The hijacker reached around and grasped his own attaché case — the one containing the fake bomb — and threw it out the hatch into the thunderous darkness. Next, he selected several pieces of luggage at random and tossed them out as well. Finally, using shroud lines cut from a parachute he wasn’t planning to use, he took the brown briefcase he had removed from the overhead bin and securely tied it to his midriff opposite the money bag. He now bore a faint resemblance to the Michelin Man: parachutes on the front and back, the money tied on one side and the briefcase on the other. It may have looked comical, but it was secure.

This accomplished, he stepped carefully onto the stairs and then, a moment later, jumped into the night. In the cockpit, everyone noted the sudden lift caused by the release of weight, and the captain recorded the time: 8:13 PM. But they weren’t sure what it meant. They had no way of knowing if the hijacker was still in the plane, and so they flew onward to Reno.

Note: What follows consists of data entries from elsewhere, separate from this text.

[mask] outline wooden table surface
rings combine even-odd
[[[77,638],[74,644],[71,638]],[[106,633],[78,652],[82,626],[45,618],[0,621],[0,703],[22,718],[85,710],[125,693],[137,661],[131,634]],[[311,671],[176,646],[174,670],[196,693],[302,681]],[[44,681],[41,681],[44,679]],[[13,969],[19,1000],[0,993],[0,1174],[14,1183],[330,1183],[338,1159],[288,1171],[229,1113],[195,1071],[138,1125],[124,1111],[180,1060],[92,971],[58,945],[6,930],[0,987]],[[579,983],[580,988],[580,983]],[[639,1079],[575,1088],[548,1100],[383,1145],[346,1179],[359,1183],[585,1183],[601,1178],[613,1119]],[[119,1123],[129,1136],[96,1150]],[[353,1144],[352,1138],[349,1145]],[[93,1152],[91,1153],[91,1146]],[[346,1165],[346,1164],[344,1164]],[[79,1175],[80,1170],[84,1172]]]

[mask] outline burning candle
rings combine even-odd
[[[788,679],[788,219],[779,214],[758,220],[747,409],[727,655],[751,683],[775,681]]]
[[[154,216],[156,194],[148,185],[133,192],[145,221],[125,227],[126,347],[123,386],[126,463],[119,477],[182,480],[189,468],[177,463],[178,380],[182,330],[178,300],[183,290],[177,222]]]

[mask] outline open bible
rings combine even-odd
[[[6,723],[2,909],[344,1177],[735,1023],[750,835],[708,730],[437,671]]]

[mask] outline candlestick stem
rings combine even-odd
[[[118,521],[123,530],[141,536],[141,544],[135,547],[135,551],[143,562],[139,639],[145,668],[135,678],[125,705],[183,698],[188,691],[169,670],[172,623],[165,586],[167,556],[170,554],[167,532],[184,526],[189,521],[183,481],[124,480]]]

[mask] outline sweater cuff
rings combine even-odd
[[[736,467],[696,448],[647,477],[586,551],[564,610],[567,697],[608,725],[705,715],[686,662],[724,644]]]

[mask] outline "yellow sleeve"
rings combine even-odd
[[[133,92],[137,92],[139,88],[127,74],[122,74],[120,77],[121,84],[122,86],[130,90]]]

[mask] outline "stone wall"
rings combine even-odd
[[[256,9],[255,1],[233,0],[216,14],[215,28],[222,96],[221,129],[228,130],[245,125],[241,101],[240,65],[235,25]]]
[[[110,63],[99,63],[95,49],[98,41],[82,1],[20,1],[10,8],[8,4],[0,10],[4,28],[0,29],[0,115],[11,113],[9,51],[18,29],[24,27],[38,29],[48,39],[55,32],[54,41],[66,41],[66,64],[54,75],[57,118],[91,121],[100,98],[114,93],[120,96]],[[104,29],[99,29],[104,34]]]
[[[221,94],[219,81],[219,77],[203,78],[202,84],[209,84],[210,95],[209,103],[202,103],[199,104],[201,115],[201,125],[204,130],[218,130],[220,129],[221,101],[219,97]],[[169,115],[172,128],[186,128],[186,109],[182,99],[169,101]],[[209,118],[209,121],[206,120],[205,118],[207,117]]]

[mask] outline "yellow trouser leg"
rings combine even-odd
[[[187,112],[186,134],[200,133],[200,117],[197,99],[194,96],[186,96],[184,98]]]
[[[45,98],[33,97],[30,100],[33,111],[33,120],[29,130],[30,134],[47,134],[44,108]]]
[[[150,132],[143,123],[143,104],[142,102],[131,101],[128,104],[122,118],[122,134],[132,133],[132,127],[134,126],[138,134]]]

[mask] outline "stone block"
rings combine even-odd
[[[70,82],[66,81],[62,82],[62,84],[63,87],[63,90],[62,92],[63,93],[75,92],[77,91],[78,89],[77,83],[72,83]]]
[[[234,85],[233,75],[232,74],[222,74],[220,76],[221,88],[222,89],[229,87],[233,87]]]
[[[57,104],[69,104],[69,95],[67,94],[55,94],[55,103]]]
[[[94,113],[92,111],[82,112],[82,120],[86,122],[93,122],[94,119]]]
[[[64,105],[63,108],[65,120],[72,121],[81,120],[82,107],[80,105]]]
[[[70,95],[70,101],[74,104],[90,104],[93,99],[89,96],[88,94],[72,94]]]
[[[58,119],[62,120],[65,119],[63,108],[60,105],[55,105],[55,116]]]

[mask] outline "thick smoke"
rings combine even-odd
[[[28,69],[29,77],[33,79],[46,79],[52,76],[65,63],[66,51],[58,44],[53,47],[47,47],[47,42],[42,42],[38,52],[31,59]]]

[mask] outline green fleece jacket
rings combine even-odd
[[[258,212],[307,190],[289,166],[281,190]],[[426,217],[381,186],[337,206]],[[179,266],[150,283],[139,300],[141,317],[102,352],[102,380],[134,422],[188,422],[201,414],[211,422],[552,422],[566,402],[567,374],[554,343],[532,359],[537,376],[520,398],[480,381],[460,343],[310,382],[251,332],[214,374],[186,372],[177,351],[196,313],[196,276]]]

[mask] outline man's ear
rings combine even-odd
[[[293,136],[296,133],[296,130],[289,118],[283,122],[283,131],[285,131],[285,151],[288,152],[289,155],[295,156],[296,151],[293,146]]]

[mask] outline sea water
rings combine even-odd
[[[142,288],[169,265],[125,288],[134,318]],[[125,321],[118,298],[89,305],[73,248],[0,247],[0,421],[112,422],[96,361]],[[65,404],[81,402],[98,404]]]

Cooper hurtled out into the blasting wind. He waited a moment to clear the two engines, which on the Boeing 727–100 were mounted aft; stabilized his free fall; counted a full sixty seconds — and then released the drogue. This action pulled out a ten-foot bridle, which in turn yanked the parachute out of the deployment bag. Cooper noted all these stages by feel, with satisfaction. As soon as the chute was fully open, he oriented himself, making out the faint lights of the town of Packwood, his fixed point of reference — dimmed by the storm but still visible.

Then he reached down to where he had tied the bag of money, tugged open the drawstring, and reached into the bag. With the chute open, the wind had lessened considerably and movement was easier. He grabbed a fistful of cash, yanked it out, and tossed it away. Then he began emptying the bag as quickly as possible, throwing handfuls of money off into the night.

Suddenly, he felt a jerk on the lines. Looking up, he saw that several bundles of money had been swept upward and were interfering with the main canopy, partially deflating it. At the same time, he felt his fall accelerate toward a fatal rate of descent.

He did not panic. In a practiced move, he cut away the main canopy by pulling the release handles on the shoulder straps. He now went into free fall. He quickly pulled the second handle to manually deploy the reserve chute. But when it snapped out and open, he realized there was something wrong with this, as well; it had deployed but not cleanly. Maybe it had been sabotaged or, more likely, it had simply become stiff from sitting too long without being repacked. A not uncommon problem.

But it was a dire problem for him.

Cooper felt an unfamiliar surge of panic as he dropped through the darkness, the wind tearing loose the bag with the rest of the money. Nothing he tried could correct the deployment of the reserve chute. He continued to fall, the partially collapsed reserve chute juddering in the turbulence, a final cloud of twenty-dollar bills bursting like confetti and fluttering away into the night as the struggling figure plummeted down toward the forest below, soon lost from sight in the howling storm.